Don’t get me wrong, I love me a good pumped hydro solution, but they do come with a couple of disadvantages:
a) as others pointed out, you need a somewhat steep gradient between two places. Preferably for a bit of distance so as to increase efficiency by putting more turbines in. Their need for a gradient limits their use in flat locations such as the entire US Midwest, for example.
b) comparatively expensive and longer construction process than other storage forms.
c) usually you have to build the upper reservoir. That’s an environmental harm. IMHO not that big if a concern, but it’s there.
d) if you don’t build out a reservoir, but use an existing lake, you risk contaminating it with algae / cyanobacteria and wreaking havoc on fish and other wildlife.
silence7@slrpnk.net 2 months ago
The main reason is you can site it in a lot of places you can’t put pumped hydro.
mindbleach@sh.itjust.works 2 months ago
… what, just anywhere flat? Pumped hydro should be feasible wherever there’s a hill.
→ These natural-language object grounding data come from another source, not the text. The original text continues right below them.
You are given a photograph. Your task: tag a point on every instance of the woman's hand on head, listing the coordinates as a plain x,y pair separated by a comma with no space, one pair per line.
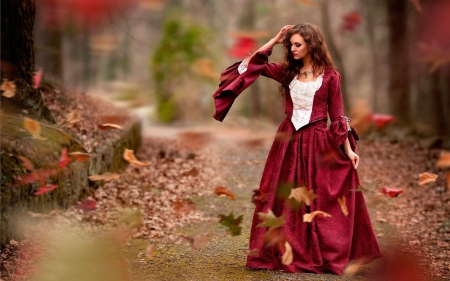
279,38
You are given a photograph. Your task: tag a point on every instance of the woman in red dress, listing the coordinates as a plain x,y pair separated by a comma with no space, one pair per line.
306,159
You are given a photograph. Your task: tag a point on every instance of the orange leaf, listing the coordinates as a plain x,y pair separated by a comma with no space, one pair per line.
220,190
287,257
444,160
108,126
129,156
311,216
106,177
80,156
426,178
343,203
302,194
8,88
33,127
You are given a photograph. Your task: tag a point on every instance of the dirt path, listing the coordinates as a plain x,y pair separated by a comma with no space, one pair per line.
222,258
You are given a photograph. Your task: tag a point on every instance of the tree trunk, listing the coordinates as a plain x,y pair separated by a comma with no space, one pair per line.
398,59
17,57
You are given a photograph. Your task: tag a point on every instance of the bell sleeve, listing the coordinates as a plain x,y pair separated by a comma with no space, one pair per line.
236,78
340,124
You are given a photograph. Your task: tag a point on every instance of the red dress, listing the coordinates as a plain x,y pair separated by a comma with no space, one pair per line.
311,156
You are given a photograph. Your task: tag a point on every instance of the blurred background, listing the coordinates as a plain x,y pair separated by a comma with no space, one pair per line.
163,58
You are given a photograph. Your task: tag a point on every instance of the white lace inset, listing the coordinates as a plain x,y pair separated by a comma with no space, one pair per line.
302,94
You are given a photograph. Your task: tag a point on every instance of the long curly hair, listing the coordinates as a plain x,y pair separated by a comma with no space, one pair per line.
320,57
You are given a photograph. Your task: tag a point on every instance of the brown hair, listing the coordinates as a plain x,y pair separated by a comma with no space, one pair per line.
320,57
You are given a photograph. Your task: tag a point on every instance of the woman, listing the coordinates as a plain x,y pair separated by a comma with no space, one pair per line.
307,155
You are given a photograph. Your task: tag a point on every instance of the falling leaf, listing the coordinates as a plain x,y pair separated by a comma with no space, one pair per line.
106,177
108,126
426,178
73,117
251,253
80,156
150,251
128,155
26,163
45,189
392,192
183,207
87,205
307,3
37,78
130,217
220,190
444,160
8,88
33,127
287,257
270,220
231,223
259,197
64,159
311,216
343,203
302,194
417,5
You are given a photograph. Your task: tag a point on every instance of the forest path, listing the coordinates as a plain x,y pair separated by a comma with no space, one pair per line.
222,258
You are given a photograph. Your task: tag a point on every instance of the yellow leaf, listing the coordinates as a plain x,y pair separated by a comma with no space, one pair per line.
128,155
287,257
310,217
342,201
426,178
302,194
106,177
8,88
33,127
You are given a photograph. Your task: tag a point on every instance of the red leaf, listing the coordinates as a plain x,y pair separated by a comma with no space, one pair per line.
45,189
392,192
64,159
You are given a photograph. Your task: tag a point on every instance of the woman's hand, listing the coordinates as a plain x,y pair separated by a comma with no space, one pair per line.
279,38
354,158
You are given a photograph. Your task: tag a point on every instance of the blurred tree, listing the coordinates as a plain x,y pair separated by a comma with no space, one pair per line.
17,56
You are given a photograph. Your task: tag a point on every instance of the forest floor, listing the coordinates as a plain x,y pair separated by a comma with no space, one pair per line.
178,237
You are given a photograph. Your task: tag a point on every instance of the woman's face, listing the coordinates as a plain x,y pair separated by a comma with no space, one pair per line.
299,48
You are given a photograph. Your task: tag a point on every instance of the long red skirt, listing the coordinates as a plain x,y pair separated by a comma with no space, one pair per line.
308,157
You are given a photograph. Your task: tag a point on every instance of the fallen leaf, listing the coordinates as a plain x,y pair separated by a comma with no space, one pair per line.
109,126
106,177
231,223
26,163
251,253
426,178
73,117
64,159
259,197
302,194
287,257
311,216
87,205
444,160
150,251
80,156
33,127
270,220
392,192
128,155
343,203
45,189
8,88
220,190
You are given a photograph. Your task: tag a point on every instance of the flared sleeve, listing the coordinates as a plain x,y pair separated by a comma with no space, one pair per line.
233,83
340,124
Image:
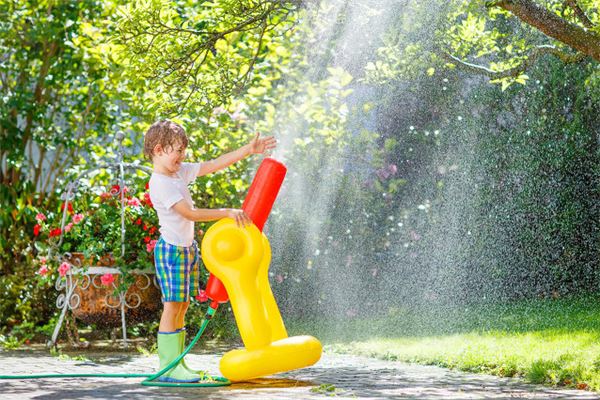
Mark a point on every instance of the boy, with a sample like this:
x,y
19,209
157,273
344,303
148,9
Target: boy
x,y
176,252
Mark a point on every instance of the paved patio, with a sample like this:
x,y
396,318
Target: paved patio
x,y
342,376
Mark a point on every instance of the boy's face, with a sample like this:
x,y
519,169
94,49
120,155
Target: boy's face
x,y
168,160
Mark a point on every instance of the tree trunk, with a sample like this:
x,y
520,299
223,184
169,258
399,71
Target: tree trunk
x,y
585,41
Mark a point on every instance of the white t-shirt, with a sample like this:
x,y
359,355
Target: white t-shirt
x,y
165,191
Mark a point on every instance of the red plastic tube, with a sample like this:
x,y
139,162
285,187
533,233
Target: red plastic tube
x,y
263,191
258,204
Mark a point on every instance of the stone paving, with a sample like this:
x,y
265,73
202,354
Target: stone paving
x,y
335,375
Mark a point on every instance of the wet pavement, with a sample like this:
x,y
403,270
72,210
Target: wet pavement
x,y
335,375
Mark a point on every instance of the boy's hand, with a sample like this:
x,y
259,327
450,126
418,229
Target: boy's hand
x,y
240,217
259,145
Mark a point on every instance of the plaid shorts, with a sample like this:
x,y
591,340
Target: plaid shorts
x,y
177,270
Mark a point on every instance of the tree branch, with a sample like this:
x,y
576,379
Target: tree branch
x,y
518,70
581,39
579,13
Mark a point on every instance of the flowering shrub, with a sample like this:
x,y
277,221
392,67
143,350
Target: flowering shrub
x,y
92,226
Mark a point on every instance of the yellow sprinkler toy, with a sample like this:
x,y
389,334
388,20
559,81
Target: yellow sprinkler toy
x,y
238,260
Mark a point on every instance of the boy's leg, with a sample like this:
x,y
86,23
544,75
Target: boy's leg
x,y
169,317
169,348
180,321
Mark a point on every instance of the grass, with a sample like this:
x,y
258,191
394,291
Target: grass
x,y
554,342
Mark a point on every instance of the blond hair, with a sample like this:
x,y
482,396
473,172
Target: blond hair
x,y
165,133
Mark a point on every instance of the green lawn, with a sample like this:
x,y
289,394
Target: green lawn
x,y
554,342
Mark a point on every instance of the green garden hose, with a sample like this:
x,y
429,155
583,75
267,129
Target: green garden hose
x,y
150,378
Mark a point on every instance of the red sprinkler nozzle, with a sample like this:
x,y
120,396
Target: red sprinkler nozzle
x,y
263,191
258,204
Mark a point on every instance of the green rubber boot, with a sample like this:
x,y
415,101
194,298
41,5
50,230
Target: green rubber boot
x,y
168,350
182,334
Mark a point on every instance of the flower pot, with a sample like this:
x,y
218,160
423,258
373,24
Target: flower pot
x,y
99,305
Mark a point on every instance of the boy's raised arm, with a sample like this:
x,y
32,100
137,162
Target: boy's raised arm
x,y
257,145
208,214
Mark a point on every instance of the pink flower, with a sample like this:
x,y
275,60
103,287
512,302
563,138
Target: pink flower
x,y
150,246
147,199
64,268
44,270
107,279
202,297
134,202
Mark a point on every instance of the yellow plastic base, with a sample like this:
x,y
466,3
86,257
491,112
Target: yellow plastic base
x,y
280,356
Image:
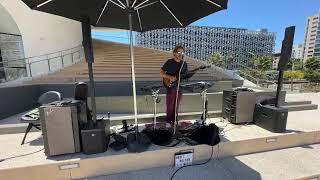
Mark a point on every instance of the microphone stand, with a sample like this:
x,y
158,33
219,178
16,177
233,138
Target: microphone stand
x,y
176,103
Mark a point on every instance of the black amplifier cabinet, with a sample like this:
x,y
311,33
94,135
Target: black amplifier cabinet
x,y
59,125
238,106
271,118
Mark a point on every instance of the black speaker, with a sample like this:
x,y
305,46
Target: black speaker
x,y
2,74
87,40
95,140
286,48
271,118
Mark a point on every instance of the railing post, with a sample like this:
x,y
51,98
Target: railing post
x,y
29,64
48,61
71,58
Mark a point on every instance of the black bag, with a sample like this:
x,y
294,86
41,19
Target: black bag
x,y
206,135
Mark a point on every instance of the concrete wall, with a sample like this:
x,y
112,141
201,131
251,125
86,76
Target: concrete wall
x,y
114,97
42,33
14,100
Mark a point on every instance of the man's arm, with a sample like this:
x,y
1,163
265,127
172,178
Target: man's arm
x,y
185,73
164,75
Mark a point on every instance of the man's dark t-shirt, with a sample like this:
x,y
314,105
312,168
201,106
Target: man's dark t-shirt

If we’re building big weird structures, even that is optional. You can put one pool above-ground and another in-ground. Deep and tall presumably beat wide.
silence7@slrpnk.net 2 months ago
To actually do the volumes that make pumped hydro practical you need not just a hill but a space which can hold a truly huge volume of water.
JacobCoffinWrites@slrpnk.net 2 months ago
Yeah pumped hydro needs lakes, not pools, as far as I know. They flood entire mountain valleys, using the surrounding mountains themselves as the storage structure, because they need so much space.
mindbleach@sh.itjust.works 2 months ago
But a warehouse-sized balloon works?